Department of Anesthesiology, Wake Forest School of Medicine, Winston Salem, NC.
Department of Anesthesiology, Wake Forest School of Medicine, Winston Salem, NC.
Ann Vasc Surg. 2021 Jul;74:281-286. doi: 10.1016/j.avsg.2020.12.038. Epub 2021 Feb 4.
The transaxillary approach to resection of the first rib is one of several operative techniques for treating thoracic outlet syndrome. Unfortunately, moderate to severe postoperative pain is anticipated for patients undergoing this particular operation. While opioids can be used for analgesia, they have well-described side effects that has led investigators to search for clinically relevant alternative analgesic modalities. We hypothesized that a regional analgesic procedure, commonly called a pectoral nerve (PECS II) block, which anesthetizes the second through sixth intercostal nerves as well as the long thoracic nerve and the medial and lateral pectoral nerves, would improve postoperative analgesia for patients undergoing a transaxillary first rib resection.
We performed a retrospective study by reviewing the charts of all patients that had undergone a transaxillary first rib resection for thoracic outlet syndrome during the defined study period. Patients that received a PECS II block were compared to those that did not. The primary outcome was a comparison of numeric rating scale pain scores during the first 24 hours following the operation. Secondary outcomes included cumulative opioid consumption during the same time period.
Pain scores during the first 24 hours following the operation were not statistically different between groups (Block Group: 3.9 [2.1-5.3] [median (IQR 25-75%)] versus Non-block Group: 3.6 [2.4-4.1]; P = 0.40. In addition, opioid use through the first 24 hours after the operation was not significantly different (43.5 [22.0-81.0] [median morphine equivalents in mg's] versus 42.0 [12.5-75.0]; P = 0.53).
An ultrasound-guided PECS II nerve block did not reduce postoperative pain scores or opioid consumption for patients undergoing a transaxillary first rib resection. However, a prospective, randomized, study with improved power would be beneficial to further explore the potential utility of a PECS II block for patients presenting for this surgical procedure.
经腋窝入路切除第一肋骨是治疗胸廓出口综合征的几种手术技术之一。不幸的是,接受这种特殊手术的患者预计会出现中度至重度术后疼痛。虽然阿片类药物可用于镇痛,但它们具有明显的副作用,这促使研究人员寻找具有临床相关性的替代镇痛方式。我们假设一种区域镇痛程序,通常称为胸肌神经(PEC Ⅱ)阻滞,它可以麻醉第二至第六肋间神经以及胸长神经和胸内、外侧神经,将改善接受经腋窝第一肋骨切除术的患者的术后镇痛效果。

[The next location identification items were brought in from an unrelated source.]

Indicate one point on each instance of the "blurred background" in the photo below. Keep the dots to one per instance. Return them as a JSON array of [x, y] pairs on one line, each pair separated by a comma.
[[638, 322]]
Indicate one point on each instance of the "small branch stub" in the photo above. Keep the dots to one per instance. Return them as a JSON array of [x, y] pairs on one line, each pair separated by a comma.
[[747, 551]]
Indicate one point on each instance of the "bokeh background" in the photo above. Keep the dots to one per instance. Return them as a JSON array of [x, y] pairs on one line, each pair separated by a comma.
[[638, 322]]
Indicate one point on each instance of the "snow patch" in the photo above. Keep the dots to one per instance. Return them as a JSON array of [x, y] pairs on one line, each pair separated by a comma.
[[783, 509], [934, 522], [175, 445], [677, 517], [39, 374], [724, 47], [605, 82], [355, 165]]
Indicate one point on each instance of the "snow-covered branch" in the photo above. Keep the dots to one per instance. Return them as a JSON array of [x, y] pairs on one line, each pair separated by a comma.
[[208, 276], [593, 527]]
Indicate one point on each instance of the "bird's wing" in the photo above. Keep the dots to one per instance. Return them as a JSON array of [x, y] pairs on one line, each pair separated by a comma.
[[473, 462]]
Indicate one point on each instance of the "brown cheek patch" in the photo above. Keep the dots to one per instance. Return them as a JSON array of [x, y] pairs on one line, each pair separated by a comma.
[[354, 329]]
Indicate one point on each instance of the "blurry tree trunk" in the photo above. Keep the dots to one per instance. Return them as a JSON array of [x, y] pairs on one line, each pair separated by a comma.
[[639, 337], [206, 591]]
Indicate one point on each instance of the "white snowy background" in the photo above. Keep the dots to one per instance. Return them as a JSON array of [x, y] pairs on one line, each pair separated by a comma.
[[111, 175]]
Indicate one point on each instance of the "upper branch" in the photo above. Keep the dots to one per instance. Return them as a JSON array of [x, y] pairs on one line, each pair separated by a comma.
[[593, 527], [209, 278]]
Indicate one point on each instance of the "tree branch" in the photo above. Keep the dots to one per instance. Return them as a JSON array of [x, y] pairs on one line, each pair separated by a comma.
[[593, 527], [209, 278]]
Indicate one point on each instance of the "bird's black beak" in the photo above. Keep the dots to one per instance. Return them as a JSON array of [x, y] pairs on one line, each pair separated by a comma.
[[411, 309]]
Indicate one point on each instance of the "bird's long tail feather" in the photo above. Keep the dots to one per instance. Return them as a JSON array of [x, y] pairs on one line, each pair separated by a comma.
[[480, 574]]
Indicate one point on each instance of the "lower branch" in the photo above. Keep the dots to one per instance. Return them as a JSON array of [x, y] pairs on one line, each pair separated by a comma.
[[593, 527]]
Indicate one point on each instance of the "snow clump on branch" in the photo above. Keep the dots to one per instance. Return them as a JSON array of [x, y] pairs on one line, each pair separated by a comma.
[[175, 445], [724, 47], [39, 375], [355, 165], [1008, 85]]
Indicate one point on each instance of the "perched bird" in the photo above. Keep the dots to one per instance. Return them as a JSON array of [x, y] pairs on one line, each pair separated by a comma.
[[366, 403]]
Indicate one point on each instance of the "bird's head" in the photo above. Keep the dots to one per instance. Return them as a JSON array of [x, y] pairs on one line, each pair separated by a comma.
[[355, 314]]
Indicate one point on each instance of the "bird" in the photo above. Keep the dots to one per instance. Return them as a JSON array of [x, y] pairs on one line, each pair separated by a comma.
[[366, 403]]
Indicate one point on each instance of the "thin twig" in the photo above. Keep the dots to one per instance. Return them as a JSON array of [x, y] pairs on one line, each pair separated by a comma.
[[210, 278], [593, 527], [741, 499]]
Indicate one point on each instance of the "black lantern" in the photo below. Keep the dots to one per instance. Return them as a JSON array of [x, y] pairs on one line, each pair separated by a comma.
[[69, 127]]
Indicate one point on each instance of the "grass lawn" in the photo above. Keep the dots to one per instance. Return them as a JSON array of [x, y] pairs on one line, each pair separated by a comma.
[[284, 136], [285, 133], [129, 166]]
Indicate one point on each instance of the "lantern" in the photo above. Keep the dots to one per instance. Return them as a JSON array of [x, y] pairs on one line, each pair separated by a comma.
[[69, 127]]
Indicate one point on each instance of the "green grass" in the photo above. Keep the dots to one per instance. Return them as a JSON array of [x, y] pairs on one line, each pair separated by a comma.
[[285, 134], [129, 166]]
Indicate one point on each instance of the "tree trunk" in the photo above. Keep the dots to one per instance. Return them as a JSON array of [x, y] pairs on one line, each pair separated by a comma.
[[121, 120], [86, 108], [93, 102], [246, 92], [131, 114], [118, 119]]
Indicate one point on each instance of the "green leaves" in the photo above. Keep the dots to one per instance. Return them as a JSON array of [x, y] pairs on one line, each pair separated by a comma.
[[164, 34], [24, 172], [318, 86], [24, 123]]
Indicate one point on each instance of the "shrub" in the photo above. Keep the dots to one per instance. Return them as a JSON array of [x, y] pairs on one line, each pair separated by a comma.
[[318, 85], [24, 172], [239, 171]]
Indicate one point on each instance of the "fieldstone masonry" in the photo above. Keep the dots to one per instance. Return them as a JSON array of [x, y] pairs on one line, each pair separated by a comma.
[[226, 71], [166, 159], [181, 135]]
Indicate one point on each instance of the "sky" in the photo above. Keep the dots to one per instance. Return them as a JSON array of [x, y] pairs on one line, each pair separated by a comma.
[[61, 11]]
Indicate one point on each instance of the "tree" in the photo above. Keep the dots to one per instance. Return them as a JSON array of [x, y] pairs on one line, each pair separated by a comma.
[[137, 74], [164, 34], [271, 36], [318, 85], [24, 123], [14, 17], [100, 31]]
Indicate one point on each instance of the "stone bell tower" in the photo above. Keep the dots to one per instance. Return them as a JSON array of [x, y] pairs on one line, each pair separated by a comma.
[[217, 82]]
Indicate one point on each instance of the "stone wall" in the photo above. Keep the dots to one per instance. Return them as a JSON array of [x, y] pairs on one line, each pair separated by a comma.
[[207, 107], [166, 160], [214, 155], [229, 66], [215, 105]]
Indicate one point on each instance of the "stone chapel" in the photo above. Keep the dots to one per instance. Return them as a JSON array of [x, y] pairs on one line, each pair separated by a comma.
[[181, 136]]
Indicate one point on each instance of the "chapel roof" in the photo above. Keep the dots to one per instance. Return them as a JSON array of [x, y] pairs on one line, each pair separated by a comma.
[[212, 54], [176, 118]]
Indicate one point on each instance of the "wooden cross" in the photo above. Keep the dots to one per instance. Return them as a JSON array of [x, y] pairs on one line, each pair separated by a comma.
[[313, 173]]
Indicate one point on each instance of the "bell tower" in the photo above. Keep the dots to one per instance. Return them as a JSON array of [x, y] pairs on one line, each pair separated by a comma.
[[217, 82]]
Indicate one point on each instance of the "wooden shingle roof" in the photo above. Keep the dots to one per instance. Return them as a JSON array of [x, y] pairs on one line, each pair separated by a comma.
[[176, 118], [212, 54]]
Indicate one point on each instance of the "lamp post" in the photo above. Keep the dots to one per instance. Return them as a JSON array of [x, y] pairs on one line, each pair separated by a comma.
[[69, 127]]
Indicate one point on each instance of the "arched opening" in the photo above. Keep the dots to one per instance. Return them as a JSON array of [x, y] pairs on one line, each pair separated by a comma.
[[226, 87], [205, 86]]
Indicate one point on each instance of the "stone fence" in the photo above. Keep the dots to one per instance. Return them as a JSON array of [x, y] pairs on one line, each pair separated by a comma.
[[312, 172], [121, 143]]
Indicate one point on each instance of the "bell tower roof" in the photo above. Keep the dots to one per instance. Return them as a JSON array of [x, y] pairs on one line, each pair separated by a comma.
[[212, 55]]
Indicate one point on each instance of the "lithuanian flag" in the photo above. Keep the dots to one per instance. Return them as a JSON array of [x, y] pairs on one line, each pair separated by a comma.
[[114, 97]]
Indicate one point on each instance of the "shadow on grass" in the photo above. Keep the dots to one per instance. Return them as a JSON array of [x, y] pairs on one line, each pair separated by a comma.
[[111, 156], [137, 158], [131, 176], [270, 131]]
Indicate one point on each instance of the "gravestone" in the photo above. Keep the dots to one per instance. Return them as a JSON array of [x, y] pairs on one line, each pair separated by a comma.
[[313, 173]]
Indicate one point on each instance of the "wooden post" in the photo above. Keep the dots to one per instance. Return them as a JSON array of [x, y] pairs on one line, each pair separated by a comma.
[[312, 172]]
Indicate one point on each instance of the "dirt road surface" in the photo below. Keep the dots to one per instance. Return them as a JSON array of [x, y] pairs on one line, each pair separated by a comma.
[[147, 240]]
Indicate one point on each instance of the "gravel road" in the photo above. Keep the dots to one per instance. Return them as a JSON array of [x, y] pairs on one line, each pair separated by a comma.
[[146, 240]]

我们通过回顾在规定的研究期间接受经腋窝第一肋骨切除治疗胸廓出口综合征的所有患者的图表进行了回顾性研究。比较了接受 PECS Ⅱ阻滞的患者和未接受阻滞的患者。主要结局是比较术后 24 小时内数字评分量表的疼痛评分。次要结局包括同期累积阿片类药物消耗量。
术后 24 小时内,两组的疼痛评分无统计学差异(阻滞组:3.9 [2.1-5.3] [中位数(IQR 25-75%]与非阻滞组:3.6 [2.4-4.1];P=0.40)。此外,术后 24 小时内阿片类药物的使用量也无显著差异(43.5 [22.0-81.0] [中位数吗啡等效物用量为 mg]与 42.0 [12.5-75.0];P=0.53)。
超声引导下的 PECS Ⅱ神经阻滞并不能降低接受经腋窝第一肋骨切除术的患者的术后疼痛评分或阿片类药物的使用量。然而,一项具有更大效能的前瞻性、随机研究将有助于进一步探索 PECS Ⅱ阻滞在接受这种手术的患者中的潜在效用。